On the Shelf: Bill Roorbach

The week’s recommended reading and culture from Orion authors and artists.

Back in June I took a break from Book Expo America and went up to New York City’s Lincoln Center, to see Onegin, not the opera but the ballet. And what a dazzling place to see dance! I bought a last-minute ticket for the Family Circle—nosebleed seats in the six-tier wedding cake. I expected to wish for my birding binocs and my ear trumpet—but not at all. From up there you can see into the orchestra pit, for one thing, and their movements as they felt the music was as much a dance as the thing onstage. And the thing onstage was gorgeous, the choreography emerging as a kind of map, a stunning revelation: the highest part of the highest balcony of the Metropolitan Opera House is a great place to see ballet.

My great book of the summer is When We Were the Kennedys, a memoir by novelist Monica Wood. It’s a terrific book, telling the story of Monica’s family after the sudden death of her father when she was only nine. That’s sad, of course, but the book isn’t about being sad, it’s about being a family. It’s also about an era—the year was 1962—and draws a parallel between Monica’s story and the national loss of President Kennedy. It’s also a fine portrait of a Maine mill town during strike times, and in that way the story comes full circle: with Dad dead, the family no longer gets its weekly allotment of gorgeous Oxford typing paper, and young Monica must come to terms with loss, even while suddenly realizing that you can buy Oxford paper in a store; it’s not only something Dad brings home from his job at the mill. All that and a very happy ending, as well.
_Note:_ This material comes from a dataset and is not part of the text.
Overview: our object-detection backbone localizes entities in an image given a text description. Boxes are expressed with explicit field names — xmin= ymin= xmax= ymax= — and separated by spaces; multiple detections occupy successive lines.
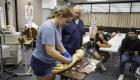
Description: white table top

And I’ve been enjoying walks and hikes in secret places that you find by joining the Nature Conservancy and having a look at their holdings, which are prodigious, many parcels with trails, nearly all in parts of the landscape that have escaped attention. In Maine there are dozens, and I’ve enjoyed a bird walk along a coast so stressed by sea weather that its ecology is the same as the top of our biggest mountains: spruce/fir forest, high elevation species, Krummholz, the works.

For your Internet pleasure, I’ve got to go with Bill and Dave’s Cocktail Hour. This is not only the best blog ever, it’s the best writing of any kind in the history of the universe, also photography, video, cartooning, and bad advice for writers every Wednesday. Full disclosure: I am the Bill of Bill and Dave’s. David Gessner, frequent contributor to Orion, is the Dave.

Bill Roorbach is the author most recently of Temple Stream: A Rural Odyssey; his next book is Life Among Giants, a novel. Bill’s report from a twenty-five hour marathon reading of Moby-Dick, “Stay Awake, for the End Is Near,” appeared in the May/June 2012 issue of Orion.

Comments

  1. One assumes that you’re the more brilliant of the cocktail hour duo, Bill. That Gessner, he can be slouchy.

  2. Nice to bump into you at Orion Bill. I am a huge fan of billanddavescocktailhour. It always inspires me — anytime of the day.